In another scenario that has passed through the Ohio courts, a husband and his brother inherited property. The husband and his wife moved to the property and bought the brother's interest. The husband and his brother transferred the title to the husband and his wife by survivorship deed. The husband signed the survivorship deed which gave his wife a one-half interest in the property for the express purpose of estate planning. The trial court and appellate court considered this a conversion of separate property to marital property in light of the circumstances, specifically that the husband intended to make an "immediate, voluntary, irrevocable and gratuitous transfer."
Another way in which separate property has been deemed converted into marital property in Ohio is for one spouse to quitclaim his separate property to himself and his wife jointly.
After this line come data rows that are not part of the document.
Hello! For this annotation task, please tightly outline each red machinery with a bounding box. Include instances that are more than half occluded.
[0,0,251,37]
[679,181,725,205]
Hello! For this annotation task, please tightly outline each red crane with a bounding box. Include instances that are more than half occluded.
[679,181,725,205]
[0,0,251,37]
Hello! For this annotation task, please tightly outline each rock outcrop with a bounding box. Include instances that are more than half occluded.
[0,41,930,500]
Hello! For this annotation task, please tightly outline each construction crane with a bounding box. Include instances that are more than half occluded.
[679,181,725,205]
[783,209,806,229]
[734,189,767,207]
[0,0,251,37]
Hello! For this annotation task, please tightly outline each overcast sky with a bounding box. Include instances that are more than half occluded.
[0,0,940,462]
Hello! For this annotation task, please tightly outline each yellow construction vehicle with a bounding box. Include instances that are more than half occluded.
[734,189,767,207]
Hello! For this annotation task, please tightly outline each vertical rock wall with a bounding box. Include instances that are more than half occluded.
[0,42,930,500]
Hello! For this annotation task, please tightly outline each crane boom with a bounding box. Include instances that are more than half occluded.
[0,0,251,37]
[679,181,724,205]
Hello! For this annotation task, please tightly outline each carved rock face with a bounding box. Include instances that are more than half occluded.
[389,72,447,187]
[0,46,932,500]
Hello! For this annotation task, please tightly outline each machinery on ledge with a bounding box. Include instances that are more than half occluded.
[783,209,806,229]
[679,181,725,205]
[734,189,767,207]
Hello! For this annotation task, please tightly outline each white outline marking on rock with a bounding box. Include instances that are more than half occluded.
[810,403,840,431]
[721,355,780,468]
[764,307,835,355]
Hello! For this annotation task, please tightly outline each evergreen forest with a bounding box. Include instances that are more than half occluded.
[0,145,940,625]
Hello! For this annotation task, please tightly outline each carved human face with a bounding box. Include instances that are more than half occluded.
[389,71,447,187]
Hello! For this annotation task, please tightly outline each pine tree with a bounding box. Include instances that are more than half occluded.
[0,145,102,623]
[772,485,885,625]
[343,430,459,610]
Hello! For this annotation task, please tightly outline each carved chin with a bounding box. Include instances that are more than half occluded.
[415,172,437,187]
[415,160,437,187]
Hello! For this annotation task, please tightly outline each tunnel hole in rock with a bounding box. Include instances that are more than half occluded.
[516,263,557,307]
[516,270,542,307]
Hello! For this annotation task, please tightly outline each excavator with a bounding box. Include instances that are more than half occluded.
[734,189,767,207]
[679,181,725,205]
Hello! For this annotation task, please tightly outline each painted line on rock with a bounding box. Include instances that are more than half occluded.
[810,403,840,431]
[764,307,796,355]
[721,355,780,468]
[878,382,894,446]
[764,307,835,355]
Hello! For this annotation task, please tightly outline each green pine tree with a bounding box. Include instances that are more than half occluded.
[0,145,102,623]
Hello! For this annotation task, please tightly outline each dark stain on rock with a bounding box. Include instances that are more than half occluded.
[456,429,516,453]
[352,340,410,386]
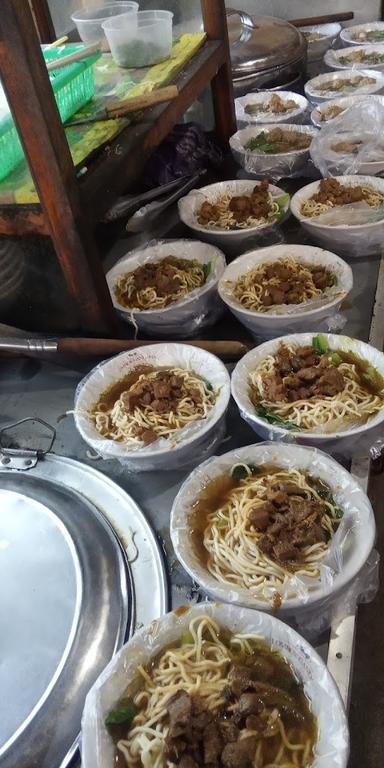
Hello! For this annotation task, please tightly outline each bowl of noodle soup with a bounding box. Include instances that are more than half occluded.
[107,240,225,338]
[171,442,375,616]
[231,333,384,453]
[178,179,289,248]
[82,603,349,768]
[291,175,384,257]
[218,244,353,338]
[74,343,230,471]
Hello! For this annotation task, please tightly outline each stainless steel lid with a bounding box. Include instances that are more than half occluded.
[227,9,307,78]
[0,419,166,768]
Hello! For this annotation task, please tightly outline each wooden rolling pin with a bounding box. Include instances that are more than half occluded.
[0,337,251,362]
[289,11,355,27]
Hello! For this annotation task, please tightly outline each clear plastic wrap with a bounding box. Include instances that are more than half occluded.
[107,240,225,339]
[231,333,384,458]
[81,602,349,768]
[74,343,230,472]
[178,179,289,253]
[235,91,309,128]
[171,442,376,632]
[229,123,318,181]
[219,244,353,339]
[291,174,384,258]
[310,98,384,176]
[304,67,384,104]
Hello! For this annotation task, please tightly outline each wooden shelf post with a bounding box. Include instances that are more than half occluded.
[0,0,117,334]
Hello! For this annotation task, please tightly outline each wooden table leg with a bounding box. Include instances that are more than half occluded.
[201,0,237,145]
[0,0,118,334]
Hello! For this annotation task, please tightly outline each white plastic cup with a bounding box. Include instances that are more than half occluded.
[102,11,173,69]
[71,0,139,51]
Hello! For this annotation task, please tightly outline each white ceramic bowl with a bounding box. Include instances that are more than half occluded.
[324,45,384,72]
[340,21,384,46]
[291,176,384,257]
[235,91,309,128]
[170,443,376,623]
[219,244,353,338]
[304,69,384,104]
[107,240,225,338]
[81,603,349,768]
[231,332,384,453]
[300,22,341,62]
[74,343,230,471]
[311,94,384,128]
[178,179,289,249]
[229,123,317,179]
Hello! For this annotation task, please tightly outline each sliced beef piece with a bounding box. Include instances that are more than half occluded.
[221,736,257,768]
[166,690,192,735]
[273,541,300,563]
[276,344,292,376]
[179,755,199,768]
[238,693,264,715]
[203,723,222,765]
[248,501,273,531]
[218,720,240,744]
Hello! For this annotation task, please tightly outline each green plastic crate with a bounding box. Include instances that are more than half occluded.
[0,45,101,181]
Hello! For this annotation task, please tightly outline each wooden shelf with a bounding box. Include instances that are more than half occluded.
[0,0,236,334]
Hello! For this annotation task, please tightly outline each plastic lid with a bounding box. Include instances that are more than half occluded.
[227,10,307,77]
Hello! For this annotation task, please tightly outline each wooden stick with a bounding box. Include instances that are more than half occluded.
[289,11,355,27]
[57,338,250,360]
[106,85,179,117]
[47,43,100,72]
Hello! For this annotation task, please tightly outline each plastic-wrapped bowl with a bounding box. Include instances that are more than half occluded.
[311,94,384,128]
[81,603,349,768]
[229,123,317,179]
[291,176,384,257]
[340,21,384,46]
[71,0,139,50]
[219,244,353,338]
[231,332,384,455]
[235,91,309,128]
[102,11,173,69]
[324,45,384,72]
[74,343,230,472]
[170,443,376,625]
[107,240,225,338]
[304,68,384,104]
[178,179,289,250]
[299,22,341,62]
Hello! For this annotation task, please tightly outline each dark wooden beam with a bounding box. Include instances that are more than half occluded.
[201,0,237,146]
[0,0,117,334]
[80,41,225,223]
[29,0,56,43]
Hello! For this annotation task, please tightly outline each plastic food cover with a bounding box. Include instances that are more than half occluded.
[291,175,384,258]
[219,244,353,339]
[235,91,309,128]
[310,97,384,176]
[229,123,318,181]
[171,443,376,634]
[74,343,230,471]
[231,333,384,457]
[81,603,349,768]
[107,240,225,338]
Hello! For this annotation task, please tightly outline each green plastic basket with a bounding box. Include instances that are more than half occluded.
[0,44,101,181]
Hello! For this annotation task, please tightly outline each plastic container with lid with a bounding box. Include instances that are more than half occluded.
[227,10,307,96]
[71,0,139,50]
[102,11,173,69]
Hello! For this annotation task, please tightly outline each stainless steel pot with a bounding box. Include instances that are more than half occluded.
[227,8,307,96]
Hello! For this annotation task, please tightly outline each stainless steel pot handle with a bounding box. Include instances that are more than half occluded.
[226,8,257,29]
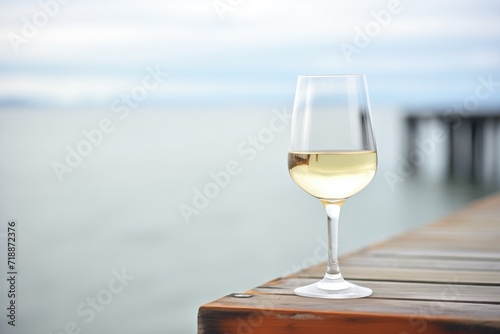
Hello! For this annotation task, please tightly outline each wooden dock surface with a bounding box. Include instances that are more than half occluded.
[198,195,500,334]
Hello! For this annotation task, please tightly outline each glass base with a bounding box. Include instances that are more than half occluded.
[294,275,373,299]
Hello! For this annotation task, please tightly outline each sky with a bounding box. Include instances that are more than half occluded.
[0,0,500,110]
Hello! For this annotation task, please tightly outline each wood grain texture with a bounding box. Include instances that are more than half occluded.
[198,194,500,334]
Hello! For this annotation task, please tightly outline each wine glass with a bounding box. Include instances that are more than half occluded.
[288,75,377,299]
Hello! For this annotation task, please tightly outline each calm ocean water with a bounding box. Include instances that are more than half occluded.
[0,107,487,334]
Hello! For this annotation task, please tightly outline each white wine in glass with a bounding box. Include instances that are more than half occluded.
[288,75,377,299]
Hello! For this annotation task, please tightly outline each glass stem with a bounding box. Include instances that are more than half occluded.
[323,200,344,279]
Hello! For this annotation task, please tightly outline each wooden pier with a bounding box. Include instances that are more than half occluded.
[198,195,500,334]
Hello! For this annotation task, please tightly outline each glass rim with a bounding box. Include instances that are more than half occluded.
[299,74,366,78]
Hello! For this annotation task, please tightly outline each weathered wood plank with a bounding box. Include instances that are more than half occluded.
[290,263,500,285]
[198,195,500,334]
[252,278,500,305]
[340,253,500,271]
[198,295,500,334]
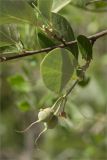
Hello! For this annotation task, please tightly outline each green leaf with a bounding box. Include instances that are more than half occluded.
[77,35,92,60]
[78,77,90,87]
[8,75,31,92]
[41,49,74,93]
[52,0,71,13]
[0,0,36,25]
[52,13,78,59]
[17,101,31,112]
[38,32,55,48]
[39,0,53,19]
[0,24,19,47]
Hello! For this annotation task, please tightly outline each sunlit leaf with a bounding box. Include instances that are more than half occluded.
[8,74,31,92]
[41,49,74,93]
[52,0,72,13]
[52,13,78,59]
[17,101,31,112]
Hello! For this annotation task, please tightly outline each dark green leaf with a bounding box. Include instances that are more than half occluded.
[78,77,90,87]
[38,32,55,48]
[52,13,78,59]
[0,0,36,25]
[77,35,92,60]
[0,24,19,47]
[41,49,74,93]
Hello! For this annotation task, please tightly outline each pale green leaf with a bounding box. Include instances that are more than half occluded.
[41,49,74,93]
[52,0,71,13]
[17,100,31,112]
[52,13,78,59]
[39,0,53,19]
[8,74,31,92]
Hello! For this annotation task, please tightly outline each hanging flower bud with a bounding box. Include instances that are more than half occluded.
[47,115,58,129]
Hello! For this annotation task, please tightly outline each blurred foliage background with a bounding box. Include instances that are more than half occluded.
[0,1,107,160]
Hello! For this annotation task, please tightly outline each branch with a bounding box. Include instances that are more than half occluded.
[0,30,107,62]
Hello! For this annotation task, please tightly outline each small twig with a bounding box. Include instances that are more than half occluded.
[0,30,107,62]
[64,80,79,97]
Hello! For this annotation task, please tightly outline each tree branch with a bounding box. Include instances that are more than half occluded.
[0,30,107,62]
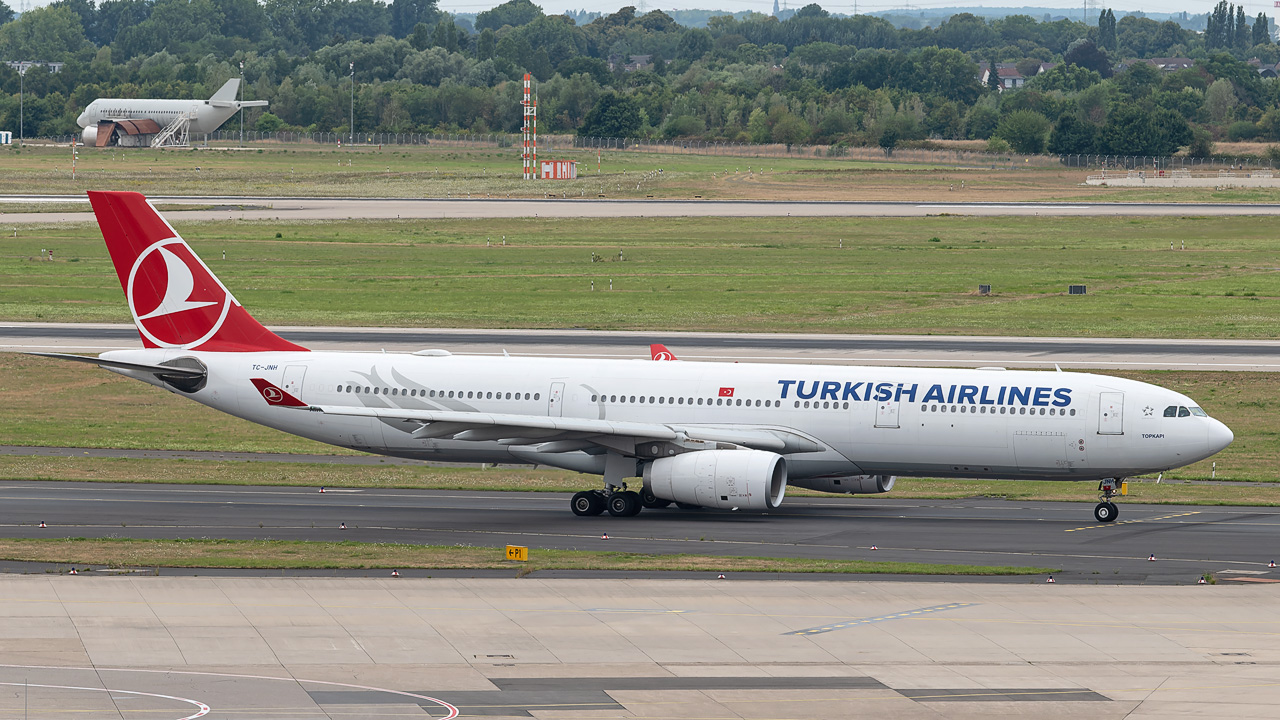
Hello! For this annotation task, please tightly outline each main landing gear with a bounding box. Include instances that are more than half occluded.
[570,484,671,518]
[1093,478,1120,523]
[570,486,644,518]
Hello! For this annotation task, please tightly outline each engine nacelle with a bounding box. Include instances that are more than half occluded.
[644,450,787,510]
[792,475,897,495]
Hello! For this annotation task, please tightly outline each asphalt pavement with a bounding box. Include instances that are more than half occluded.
[0,482,1280,584]
[0,195,1280,224]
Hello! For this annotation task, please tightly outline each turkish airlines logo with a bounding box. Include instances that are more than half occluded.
[127,237,236,348]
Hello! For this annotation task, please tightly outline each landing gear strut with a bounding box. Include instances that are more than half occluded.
[1093,478,1120,523]
[570,486,646,518]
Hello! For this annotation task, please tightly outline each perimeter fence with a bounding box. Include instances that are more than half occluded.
[38,129,1276,170]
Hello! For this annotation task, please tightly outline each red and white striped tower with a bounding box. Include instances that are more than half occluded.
[520,73,538,179]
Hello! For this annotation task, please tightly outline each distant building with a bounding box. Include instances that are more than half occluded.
[608,53,653,73]
[978,63,1038,92]
[4,60,65,76]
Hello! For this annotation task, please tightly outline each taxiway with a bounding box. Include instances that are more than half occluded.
[0,195,1280,224]
[0,323,1280,372]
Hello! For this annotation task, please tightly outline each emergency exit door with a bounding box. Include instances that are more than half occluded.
[1098,392,1124,436]
[547,383,564,418]
[283,365,307,400]
[876,400,900,428]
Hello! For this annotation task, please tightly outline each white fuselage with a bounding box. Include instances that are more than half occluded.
[102,350,1233,492]
[76,97,239,133]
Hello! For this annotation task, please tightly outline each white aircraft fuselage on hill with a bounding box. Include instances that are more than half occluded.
[76,78,268,145]
[32,192,1233,521]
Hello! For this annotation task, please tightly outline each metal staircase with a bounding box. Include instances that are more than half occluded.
[151,113,192,147]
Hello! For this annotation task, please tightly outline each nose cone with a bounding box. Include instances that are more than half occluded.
[1206,418,1235,455]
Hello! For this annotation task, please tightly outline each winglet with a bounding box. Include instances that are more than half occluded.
[649,342,677,360]
[250,378,307,407]
[209,77,239,102]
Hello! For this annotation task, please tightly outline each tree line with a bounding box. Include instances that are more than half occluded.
[0,0,1280,155]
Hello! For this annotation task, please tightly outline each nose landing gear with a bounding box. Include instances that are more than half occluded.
[1093,478,1120,523]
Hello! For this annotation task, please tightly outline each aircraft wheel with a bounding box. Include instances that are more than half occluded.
[640,488,671,507]
[570,491,604,515]
[608,491,643,518]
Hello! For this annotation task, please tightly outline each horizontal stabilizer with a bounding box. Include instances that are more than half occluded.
[26,352,206,378]
[209,100,268,108]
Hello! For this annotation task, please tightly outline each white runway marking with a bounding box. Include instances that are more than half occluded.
[0,665,209,720]
[0,664,458,720]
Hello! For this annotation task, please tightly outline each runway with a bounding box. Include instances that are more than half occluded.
[0,482,1280,584]
[0,575,1280,720]
[0,195,1280,224]
[10,323,1280,372]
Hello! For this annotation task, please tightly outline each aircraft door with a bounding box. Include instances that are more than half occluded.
[282,365,307,400]
[547,383,564,418]
[876,400,901,428]
[1098,392,1124,436]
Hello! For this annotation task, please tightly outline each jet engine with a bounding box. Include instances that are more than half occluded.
[644,450,787,510]
[794,475,897,495]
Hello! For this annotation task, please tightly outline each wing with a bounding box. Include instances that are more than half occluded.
[252,378,827,454]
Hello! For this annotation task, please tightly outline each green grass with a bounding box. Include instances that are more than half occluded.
[0,217,1280,338]
[0,538,1055,575]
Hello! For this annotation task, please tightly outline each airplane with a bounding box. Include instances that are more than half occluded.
[32,192,1234,523]
[76,78,268,147]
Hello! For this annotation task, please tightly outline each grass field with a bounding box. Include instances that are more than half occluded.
[0,146,1280,202]
[0,354,1280,481]
[0,217,1280,338]
[0,538,1055,575]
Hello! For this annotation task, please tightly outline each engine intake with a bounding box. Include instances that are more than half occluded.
[644,450,787,510]
[794,475,897,495]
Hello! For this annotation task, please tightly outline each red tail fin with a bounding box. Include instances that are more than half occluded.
[88,192,306,352]
[649,342,677,360]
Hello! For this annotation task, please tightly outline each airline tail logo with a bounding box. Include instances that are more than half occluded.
[649,342,676,360]
[88,191,306,352]
[250,378,307,407]
[127,237,238,348]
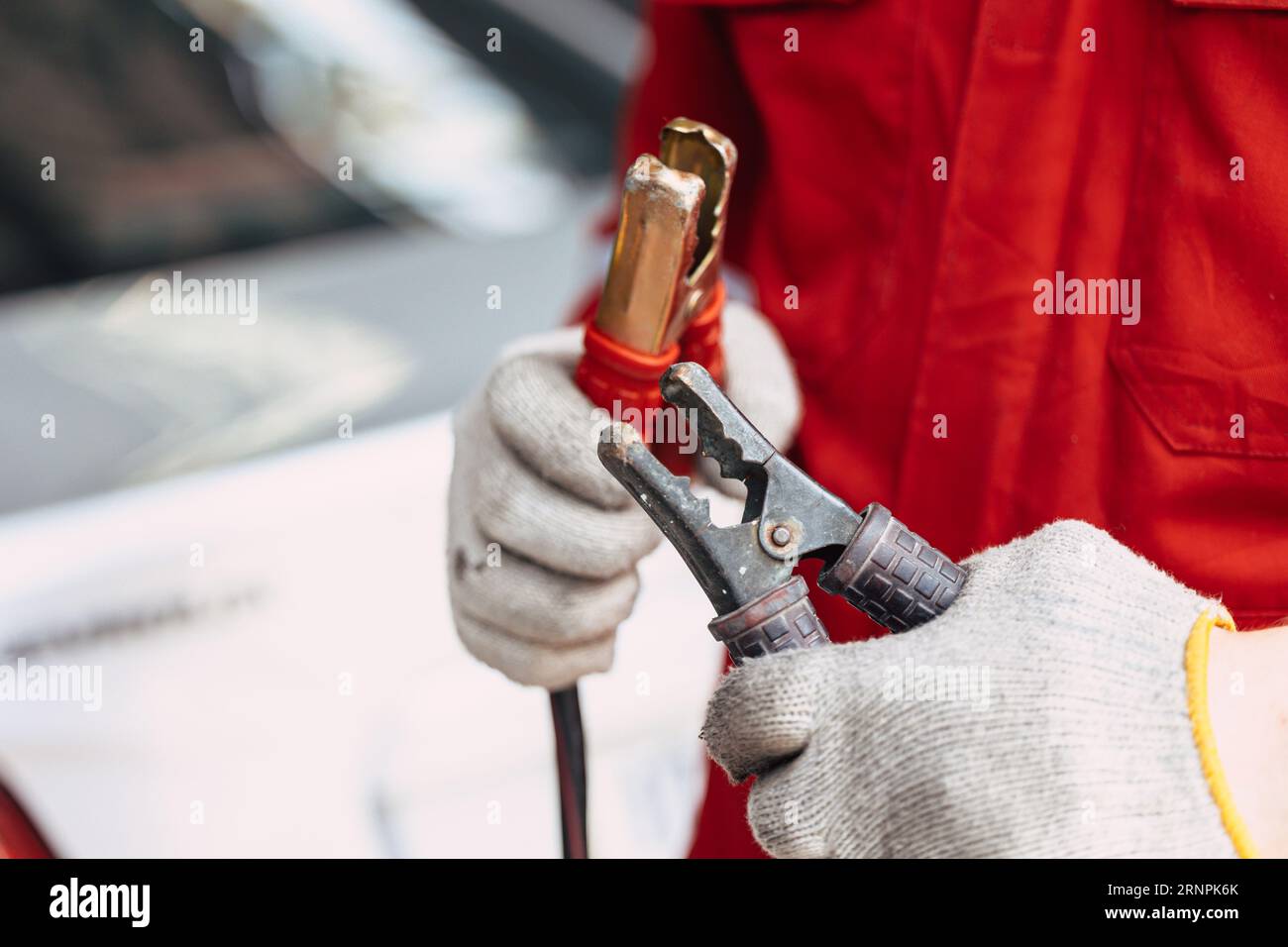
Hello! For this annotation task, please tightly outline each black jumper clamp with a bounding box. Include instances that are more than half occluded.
[599,362,967,664]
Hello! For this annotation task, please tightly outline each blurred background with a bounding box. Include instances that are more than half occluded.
[0,0,645,511]
[0,0,720,856]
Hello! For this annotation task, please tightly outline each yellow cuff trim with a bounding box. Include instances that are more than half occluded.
[1185,605,1257,858]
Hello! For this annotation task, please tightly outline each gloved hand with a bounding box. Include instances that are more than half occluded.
[703,520,1237,857]
[447,301,800,689]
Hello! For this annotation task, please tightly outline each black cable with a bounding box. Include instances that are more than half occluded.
[550,684,588,858]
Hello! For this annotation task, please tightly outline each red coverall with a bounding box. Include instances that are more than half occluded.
[625,0,1288,857]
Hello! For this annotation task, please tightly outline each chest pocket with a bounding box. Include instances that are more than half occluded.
[1111,0,1288,459]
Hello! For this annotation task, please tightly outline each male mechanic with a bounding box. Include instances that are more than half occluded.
[450,0,1288,857]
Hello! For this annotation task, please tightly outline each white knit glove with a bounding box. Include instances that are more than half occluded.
[703,520,1234,858]
[447,303,800,689]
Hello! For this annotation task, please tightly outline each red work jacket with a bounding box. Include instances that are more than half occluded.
[625,0,1288,857]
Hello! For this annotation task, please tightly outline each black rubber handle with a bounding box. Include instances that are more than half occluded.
[818,502,966,631]
[707,576,829,665]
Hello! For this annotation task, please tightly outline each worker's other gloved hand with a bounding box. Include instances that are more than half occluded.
[447,303,800,689]
[703,520,1234,857]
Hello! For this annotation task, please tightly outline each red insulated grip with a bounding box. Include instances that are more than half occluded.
[680,279,725,385]
[574,322,680,425]
[574,281,725,474]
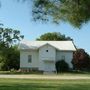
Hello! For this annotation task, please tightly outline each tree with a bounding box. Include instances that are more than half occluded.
[0,27,24,70]
[36,32,72,41]
[72,49,90,70]
[0,27,24,47]
[31,0,90,28]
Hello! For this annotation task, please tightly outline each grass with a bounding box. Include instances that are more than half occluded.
[0,79,90,90]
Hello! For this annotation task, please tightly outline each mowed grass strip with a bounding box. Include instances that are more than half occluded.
[0,79,90,90]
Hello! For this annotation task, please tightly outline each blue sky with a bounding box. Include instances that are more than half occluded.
[0,0,90,54]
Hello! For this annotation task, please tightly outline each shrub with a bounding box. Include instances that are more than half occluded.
[56,60,69,73]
In a case where this was done for estate planning purposes, and the husband testified that he intended the property to go to his wife in the event of his death, the court found the necessary "donative intent" to find that the property was marital property.
There have also been cases in Ohio's appellate courts in which property that was jointly titled was found not to be marital property, based on the facts of those cases which did not show donative intent. The lesson? Understand the possible implications of your estate planning strategy, and if you do not intend property to be treated as marital in the event of a divorce, make sure your attorney knows to make this clear in your documentation.
It may feel uncomfortable taking the prospect of divorce into account in your estate planning, and it might be easier in the moment to ignore that possibility. Remember that taking a possibility into account isn't the same as calling it into reality. Your attorney can help you plan for your family's future security while also taking into account contingencies such as divorce.